「特異性の原則」というトレーニングの原則があります。
野球がうまくなりたかったら筋トレよりも野球をしろ、と。ものすごくシンプルに言っています。要するにそういうことです。
エアロビクスの養成コースでこの原則を知り、エアロビクスインストラクターになってからもずっと実践していました。
もともと持っていた腰痛が再発したり、肩胛骨が動いていないなどがきっかけでさまざまな先生やエクササイズと出会いました。
この出会いこそが現在の私を作りました。そして、その私が感じていること。「特異性の原則」には前提があるんだな、と。
昨年夏。
田中選手と初めてトレーニングをする前日、軽い気持ちで「リクエストありますか?」とメールしたところ、ものすごく大量のリクエストをもらってビックリした記憶があります。
「肩は脱臼をするクセがある」
「ベンチプレスをやると左肩だけあがってしまう」
「左右の股関節の可動域が違って、左は動きづらい」
「膝の調子が悪い」
・・・こんなにいっぱいあるのに、今までどうしていたの?と不思議に思いました。フィットネスクラブでジムスタッフの経験がある田中選手。経験から得た筋トレはしていたようでしたが、あとは練習のみというある意味、「特異性の原則」を実践していたようでした。
姿勢をみれば、その人のからだの使い方にどんな特徴があるのか、なんとなくですがわかります。田中選手は私が想像していたとおり、自分の得意な部分しか使えないからだでした。
電気のきていない村を工事して、その村のすべての家に電気がつくようにする。例えですが、これが夏から田中選手と取り組んできたことです。田中選手のからだがまだ電気のきていない村だとしたら、私はジャイロトニックという道具をつかって、田中選手の得意な部分だけではなく全身がうまく使えるようにする、その村のすべての家に電気がつくようにすることを目指しています。
「いつ、どんなときでも自然に自在にからだが動く」
当たり前のようで実は意外と難しいのがこれです。特異性の原則はこの前提があってこそ・・・なのかな、最近、改めて感じています。
自分では今のからだがベストだと誰でも思います。ちょっとぐらい肩がこっても、少し猫背だとしてもそれがケガや痛みに結びつかない限りは病気じゃないし、「ま、いいか」と思ってしまいます。でも、その小さな「サイン」を見逃したがゆえにケガという大事件へと発展していくのです。
「ケガはイベントではなくクセや習慣の積み重ねから生まれる」
私の大好きなピラティスの先生・マリジョゼがこんなふうに言っていました。スポーツにあまり縁のないかたでも生活環境や動きのクセから痛みやケガにつながります。スポーツをするかただったらなおさら・・・そう考えれば、なにが必要かということです。
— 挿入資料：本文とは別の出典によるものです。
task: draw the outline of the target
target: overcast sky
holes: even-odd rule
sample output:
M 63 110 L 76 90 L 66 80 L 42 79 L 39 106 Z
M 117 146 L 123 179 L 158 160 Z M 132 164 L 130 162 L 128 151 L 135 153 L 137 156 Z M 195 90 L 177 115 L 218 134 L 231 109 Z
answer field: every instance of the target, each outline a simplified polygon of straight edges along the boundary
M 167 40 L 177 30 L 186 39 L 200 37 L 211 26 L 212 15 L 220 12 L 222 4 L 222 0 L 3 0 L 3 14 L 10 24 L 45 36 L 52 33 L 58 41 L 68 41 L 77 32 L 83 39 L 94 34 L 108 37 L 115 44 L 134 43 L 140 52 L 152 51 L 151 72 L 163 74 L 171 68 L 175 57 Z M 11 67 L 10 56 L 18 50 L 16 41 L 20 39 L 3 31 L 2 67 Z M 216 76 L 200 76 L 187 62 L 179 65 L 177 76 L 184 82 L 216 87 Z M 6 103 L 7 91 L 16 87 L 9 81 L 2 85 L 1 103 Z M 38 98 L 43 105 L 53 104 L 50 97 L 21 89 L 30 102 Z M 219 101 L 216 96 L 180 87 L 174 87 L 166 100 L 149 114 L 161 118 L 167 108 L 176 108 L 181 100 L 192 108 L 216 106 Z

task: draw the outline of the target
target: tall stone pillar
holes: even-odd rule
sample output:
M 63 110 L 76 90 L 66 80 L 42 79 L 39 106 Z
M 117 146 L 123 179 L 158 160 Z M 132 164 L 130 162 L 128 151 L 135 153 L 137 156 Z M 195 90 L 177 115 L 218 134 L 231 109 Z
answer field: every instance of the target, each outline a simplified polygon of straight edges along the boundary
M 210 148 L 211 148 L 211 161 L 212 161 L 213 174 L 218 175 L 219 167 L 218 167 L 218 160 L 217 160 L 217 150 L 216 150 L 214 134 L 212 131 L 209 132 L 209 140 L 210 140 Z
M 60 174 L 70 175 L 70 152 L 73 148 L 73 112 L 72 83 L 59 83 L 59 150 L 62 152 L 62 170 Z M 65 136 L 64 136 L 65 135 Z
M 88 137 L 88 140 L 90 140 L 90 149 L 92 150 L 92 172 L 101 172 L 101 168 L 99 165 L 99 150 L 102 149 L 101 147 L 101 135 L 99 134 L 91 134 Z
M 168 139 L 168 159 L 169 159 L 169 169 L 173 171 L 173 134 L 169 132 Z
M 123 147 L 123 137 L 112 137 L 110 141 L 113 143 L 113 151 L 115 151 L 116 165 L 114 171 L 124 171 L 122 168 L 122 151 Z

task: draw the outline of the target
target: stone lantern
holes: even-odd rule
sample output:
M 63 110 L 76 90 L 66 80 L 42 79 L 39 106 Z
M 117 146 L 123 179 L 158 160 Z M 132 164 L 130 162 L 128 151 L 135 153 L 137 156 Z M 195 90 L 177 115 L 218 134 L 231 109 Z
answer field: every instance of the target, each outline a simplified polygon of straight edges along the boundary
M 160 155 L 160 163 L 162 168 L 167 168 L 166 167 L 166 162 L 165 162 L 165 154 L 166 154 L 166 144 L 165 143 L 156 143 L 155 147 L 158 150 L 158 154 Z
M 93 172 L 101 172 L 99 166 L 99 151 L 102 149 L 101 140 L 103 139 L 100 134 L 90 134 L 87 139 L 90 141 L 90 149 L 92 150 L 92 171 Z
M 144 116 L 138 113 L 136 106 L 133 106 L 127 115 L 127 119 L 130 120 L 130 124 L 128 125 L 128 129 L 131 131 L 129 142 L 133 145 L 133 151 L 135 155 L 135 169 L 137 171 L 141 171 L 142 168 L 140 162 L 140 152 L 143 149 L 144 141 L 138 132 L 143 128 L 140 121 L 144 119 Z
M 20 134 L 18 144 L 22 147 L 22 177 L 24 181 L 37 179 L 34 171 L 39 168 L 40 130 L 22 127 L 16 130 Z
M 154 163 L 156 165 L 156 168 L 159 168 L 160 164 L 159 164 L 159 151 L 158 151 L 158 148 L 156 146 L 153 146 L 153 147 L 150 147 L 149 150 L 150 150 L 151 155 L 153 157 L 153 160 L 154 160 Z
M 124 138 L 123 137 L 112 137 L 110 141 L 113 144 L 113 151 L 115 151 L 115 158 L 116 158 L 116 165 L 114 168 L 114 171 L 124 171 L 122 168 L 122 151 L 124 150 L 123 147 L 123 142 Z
友人のプロスキーヤーみやのゆきこも満身創痍のからだをケアすべく、ピラティスを始め、インストラクターになりました。そして、現在、彼女のスタジオにはスキーヤーのかたたちがこぞってトレーニングにきています。
「いつ、どんなときでも自由に自在にからだが動く」
特異性の原則の前提・・・と書きましたが、こうやってみると気がつきます。実は自由自在な「すなおなからだ」はすべての人に必要だということに。
「社会人になってからの方が上手くなったね」
先日そんな言葉をオーストラリアンフットボールの先輩からかけられました。学生の頃には週4回の練習を行っていましたが、会社勤めを始めてからは土日の練習にしか参加できていません。練習回数が減ってしまったことで、ボールに触れる機会は単純に減ってしまったわけですが、動きがよくなったと感じてもらえたのは一体なぜなのか。学生の頃と何が変わったのでしょうか。
答えは「ジャイロを始めたこと」だと思います。昨年の7月に始めてから半年以上経ちましたが、プレー中に学生の時分には経験したことのない脚の軽さや、身体のパーツのつながりを感じることができています。
一昔前はプレー以外のトレーニングといえば筋トレでした。身体を大きくすればなんでも解決すると思って(笑)。確かに筋トレは効果をすぐに「みること」ができます。
ジャイロは1回2回で効果が出るものではないですが、続けていく中で自分の身体に対して「感じること」がどんどん出てきます。その感じていたことが段々と自然に動作の中に出てきて、動ける身体になっていくのかなと。
ジャイロの効果を伝えるためにも、もっと動けるようになりたいですね。筋トレばかりしている学生には負けませんよ!